期刊名称:International Journal of Database Management Systems
印刷版ISSN:0975-5985
电子版ISSN:0975-5705
出版年度:2011
卷号:3
期号:1
DOI:10.5121/ijdms.2011.3106
出版社:Academy & Industry Research Collaboration Center (AIRCC)
摘要:The various problems in large volume of data area have been solved using frequent itemset discovery algorithms. As data mining techniques are being introduced and widely applied to non-traditional itemsets, existing approaches for finding frequent itemsets were out of date as they cannot satisfy the requirement of these domains. Hence, an alternate method of modeling the objects in the said data set, is graph. Modeling objects using graphs allows us to represent an arbitrary relation among entities. The graph is used to model the database objects. Within that model, the problem of finding frequent patterns becomes that of finding subgraphs that occur frequently over the entire set of graphs. In this paper, we present an efficient algorithm for ranking of such frequent subgraphs. This proposed ranking method is applied to the FP-growth method for discovering frequent subgraphs. In order to find out the ranking of subgraphs we present a new normalization technique which is the modified normalization technique applied at each position for a chosen value of Discounted Cumulative Gain (DCG) of a subgraph. Instead of DCG another modified approach called Modified Discounted Cumulative Gain (MDCG) is introduced. The MDCG alone cannot be used to achieve the performance from one query to the next in the search engine’s algorithm. To obtain the new normalization technique an ideal ordering of MDCG (IMDCG) at each position is to be found out.
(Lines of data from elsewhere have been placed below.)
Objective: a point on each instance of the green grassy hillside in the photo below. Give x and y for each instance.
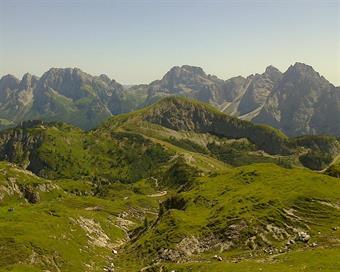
(177, 186)
(259, 211)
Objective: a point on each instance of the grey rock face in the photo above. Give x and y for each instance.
(67, 95)
(303, 102)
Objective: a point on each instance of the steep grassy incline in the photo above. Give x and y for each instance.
(66, 225)
(57, 150)
(255, 211)
(186, 123)
(181, 114)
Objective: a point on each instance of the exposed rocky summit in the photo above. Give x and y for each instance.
(67, 95)
(299, 101)
(303, 102)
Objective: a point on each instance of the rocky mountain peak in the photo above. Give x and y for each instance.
(177, 73)
(9, 82)
(27, 81)
(273, 73)
(301, 70)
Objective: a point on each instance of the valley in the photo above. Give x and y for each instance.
(175, 186)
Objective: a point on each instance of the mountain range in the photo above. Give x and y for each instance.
(299, 101)
(175, 186)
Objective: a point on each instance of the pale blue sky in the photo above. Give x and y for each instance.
(138, 41)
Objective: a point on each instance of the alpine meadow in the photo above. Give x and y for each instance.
(158, 165)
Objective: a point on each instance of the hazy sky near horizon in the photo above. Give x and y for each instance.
(139, 41)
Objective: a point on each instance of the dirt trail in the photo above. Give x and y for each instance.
(159, 194)
(333, 161)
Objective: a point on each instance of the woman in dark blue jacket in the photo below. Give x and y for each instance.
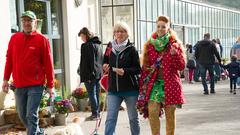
(91, 68)
(234, 72)
(121, 61)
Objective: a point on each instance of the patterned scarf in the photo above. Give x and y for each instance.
(160, 42)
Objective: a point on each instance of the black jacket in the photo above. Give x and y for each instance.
(205, 52)
(91, 60)
(127, 59)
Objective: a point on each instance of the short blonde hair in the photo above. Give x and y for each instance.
(122, 26)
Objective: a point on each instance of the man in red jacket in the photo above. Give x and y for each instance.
(29, 61)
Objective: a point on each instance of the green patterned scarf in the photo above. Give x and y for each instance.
(160, 42)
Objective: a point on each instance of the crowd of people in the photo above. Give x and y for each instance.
(152, 87)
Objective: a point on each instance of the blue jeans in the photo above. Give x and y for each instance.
(217, 70)
(233, 82)
(93, 94)
(27, 103)
(113, 104)
(203, 70)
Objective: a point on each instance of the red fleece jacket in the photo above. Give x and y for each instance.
(29, 60)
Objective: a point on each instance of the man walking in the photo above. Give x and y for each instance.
(29, 60)
(205, 54)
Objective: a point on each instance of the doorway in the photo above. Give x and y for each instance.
(50, 14)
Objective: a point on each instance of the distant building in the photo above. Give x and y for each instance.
(62, 20)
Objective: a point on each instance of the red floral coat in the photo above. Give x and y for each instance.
(171, 65)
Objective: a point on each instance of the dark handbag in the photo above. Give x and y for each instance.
(191, 64)
(78, 70)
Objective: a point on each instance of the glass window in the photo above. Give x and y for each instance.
(119, 2)
(57, 55)
(107, 31)
(125, 13)
(149, 10)
(197, 15)
(106, 2)
(193, 13)
(184, 12)
(13, 16)
(56, 18)
(142, 8)
(155, 9)
(39, 8)
(204, 15)
(143, 33)
(149, 29)
(189, 13)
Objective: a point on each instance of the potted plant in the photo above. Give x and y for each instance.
(81, 96)
(62, 108)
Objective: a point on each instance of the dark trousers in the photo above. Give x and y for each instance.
(203, 71)
(233, 82)
(93, 88)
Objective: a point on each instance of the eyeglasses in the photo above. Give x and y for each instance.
(120, 31)
(26, 20)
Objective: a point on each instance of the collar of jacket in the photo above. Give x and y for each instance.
(127, 46)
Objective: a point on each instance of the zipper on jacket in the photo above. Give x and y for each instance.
(132, 80)
(117, 54)
(116, 73)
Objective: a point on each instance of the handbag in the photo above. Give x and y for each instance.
(104, 82)
(191, 63)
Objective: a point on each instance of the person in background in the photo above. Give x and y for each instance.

A Modified Discounted Cumulative Gain (MDCG) is calculated using “lift” as a new approach. IMDCG is also evaluated. Then the new approach for finding the normalized values are to be computed. Finally, the values for all rules can be averaged to get an average performance of a ranking algorithm. And also the ordering of obtained values as a result at each position will provide the order of evaluation of rules which in turn gives an efficient ranking of mined subgraphs.